R.S
Active Member
I'm disagreeing with you here. I think they DO need to introduce this car.
Not to make money.
To advance Elon's dream of sustainable transportation.
Yes, I would like a cheaper Roadster 2020. But there is already that car-- a 2008 or 2010 Roadster.
I really don't want to go there, but is a 200 kWh two seat sports car even sustainable?
I'm a car fan, so I am not one of those people who would have us driving around in autonomous shared EVs, but that's the sustaibable vision, right? Making the most of the resources and therefore reducing our impact on our environment.
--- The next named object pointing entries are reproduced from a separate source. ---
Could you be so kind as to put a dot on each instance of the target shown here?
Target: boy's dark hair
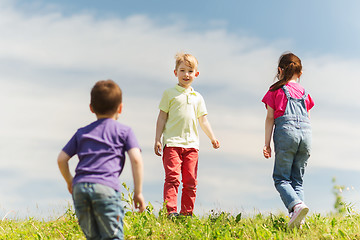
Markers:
(106, 96)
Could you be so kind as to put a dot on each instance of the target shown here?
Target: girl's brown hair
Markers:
(290, 65)
(106, 96)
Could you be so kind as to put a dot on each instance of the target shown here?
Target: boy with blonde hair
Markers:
(181, 108)
(101, 148)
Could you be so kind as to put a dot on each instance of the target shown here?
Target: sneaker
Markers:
(298, 215)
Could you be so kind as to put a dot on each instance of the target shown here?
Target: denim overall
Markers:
(292, 141)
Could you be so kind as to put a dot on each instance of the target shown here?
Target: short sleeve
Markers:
(131, 141)
(164, 103)
(71, 147)
(269, 99)
(201, 108)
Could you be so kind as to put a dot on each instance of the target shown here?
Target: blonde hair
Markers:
(188, 59)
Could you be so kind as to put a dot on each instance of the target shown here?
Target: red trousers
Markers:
(178, 162)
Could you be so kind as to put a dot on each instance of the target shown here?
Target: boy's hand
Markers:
(267, 151)
(158, 148)
(139, 202)
(215, 143)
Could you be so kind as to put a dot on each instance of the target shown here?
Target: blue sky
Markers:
(52, 52)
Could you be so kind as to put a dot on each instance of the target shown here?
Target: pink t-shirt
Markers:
(277, 100)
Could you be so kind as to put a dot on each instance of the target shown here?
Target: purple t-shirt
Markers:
(101, 148)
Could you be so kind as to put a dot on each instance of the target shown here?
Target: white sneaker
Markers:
(298, 215)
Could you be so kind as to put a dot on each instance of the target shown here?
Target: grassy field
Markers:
(343, 224)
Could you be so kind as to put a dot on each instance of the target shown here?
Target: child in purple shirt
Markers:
(100, 147)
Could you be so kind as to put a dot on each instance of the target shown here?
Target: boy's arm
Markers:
(160, 125)
(137, 171)
(205, 126)
(269, 125)
(63, 164)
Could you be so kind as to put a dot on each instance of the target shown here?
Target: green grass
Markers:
(149, 225)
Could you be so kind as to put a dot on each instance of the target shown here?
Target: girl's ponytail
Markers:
(290, 65)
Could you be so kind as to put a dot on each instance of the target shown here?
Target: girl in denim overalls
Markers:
(288, 108)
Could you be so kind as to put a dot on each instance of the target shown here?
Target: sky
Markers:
(52, 52)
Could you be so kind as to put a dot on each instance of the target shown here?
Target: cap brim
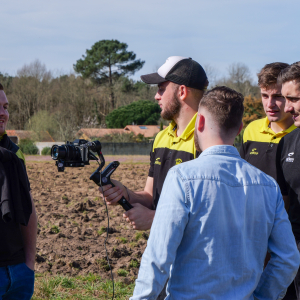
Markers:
(153, 78)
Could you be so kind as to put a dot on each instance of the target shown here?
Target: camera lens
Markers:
(58, 152)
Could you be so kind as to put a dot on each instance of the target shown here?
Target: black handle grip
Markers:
(105, 180)
(125, 204)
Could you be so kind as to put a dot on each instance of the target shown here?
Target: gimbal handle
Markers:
(104, 179)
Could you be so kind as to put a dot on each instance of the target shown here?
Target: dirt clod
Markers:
(73, 222)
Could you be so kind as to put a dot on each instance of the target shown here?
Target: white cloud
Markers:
(218, 32)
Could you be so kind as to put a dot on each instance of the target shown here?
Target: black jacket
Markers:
(15, 202)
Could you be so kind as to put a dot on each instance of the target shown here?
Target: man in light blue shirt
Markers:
(216, 218)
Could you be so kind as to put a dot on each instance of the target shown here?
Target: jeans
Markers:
(16, 282)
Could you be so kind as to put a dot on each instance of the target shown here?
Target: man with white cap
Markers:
(181, 84)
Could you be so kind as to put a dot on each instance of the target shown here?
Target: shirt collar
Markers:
(265, 128)
(187, 131)
(221, 150)
(1, 136)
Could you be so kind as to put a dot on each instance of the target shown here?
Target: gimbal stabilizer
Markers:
(103, 178)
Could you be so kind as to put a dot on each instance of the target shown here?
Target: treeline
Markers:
(61, 105)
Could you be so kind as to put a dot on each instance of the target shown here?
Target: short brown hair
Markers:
(226, 107)
(269, 74)
(291, 73)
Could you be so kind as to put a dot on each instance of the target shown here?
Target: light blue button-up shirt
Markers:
(216, 218)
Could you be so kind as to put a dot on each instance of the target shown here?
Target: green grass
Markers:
(55, 229)
(87, 287)
(102, 230)
(122, 272)
(123, 240)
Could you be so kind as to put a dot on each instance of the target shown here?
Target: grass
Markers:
(123, 240)
(141, 235)
(134, 264)
(102, 230)
(87, 287)
(55, 229)
(122, 272)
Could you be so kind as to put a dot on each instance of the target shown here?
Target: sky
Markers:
(213, 32)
A toy like the roadster is wasteful by definition.
Now I don't think they should therefore not build it, others might disagree, but I like cars and therefore I really love this Roadster. But it doesn't fit a sustainable vision of the world, nor did it really change any meaningful part of the automotive industry.
Sure Ferrari might have to go EV, but Ferraris aren't daily driven and it will take quite some time to amortize the massive battery, if the car isn't really driven that much. On the list of automotive segments that need to move to electric drive trains because of the environment, the segment of 200k+ supercars is second to last, only surpassed in irrelevance by the million dollar plus supercars.
Other than that, it's a technological marvel and as a person who likes fast cars and electric vehicles it's my dream car. But it isn't a really meaningful car. In 20 years people will remember the original Roadster, the Model S, the Model 3, all of them as cars that were important steps towards the transition from fossil fuel based transportation to electric transportation. There might also be others in that list, like the Leaf, or the Tesla Semi, or some other future EV, but surely not this Roadster.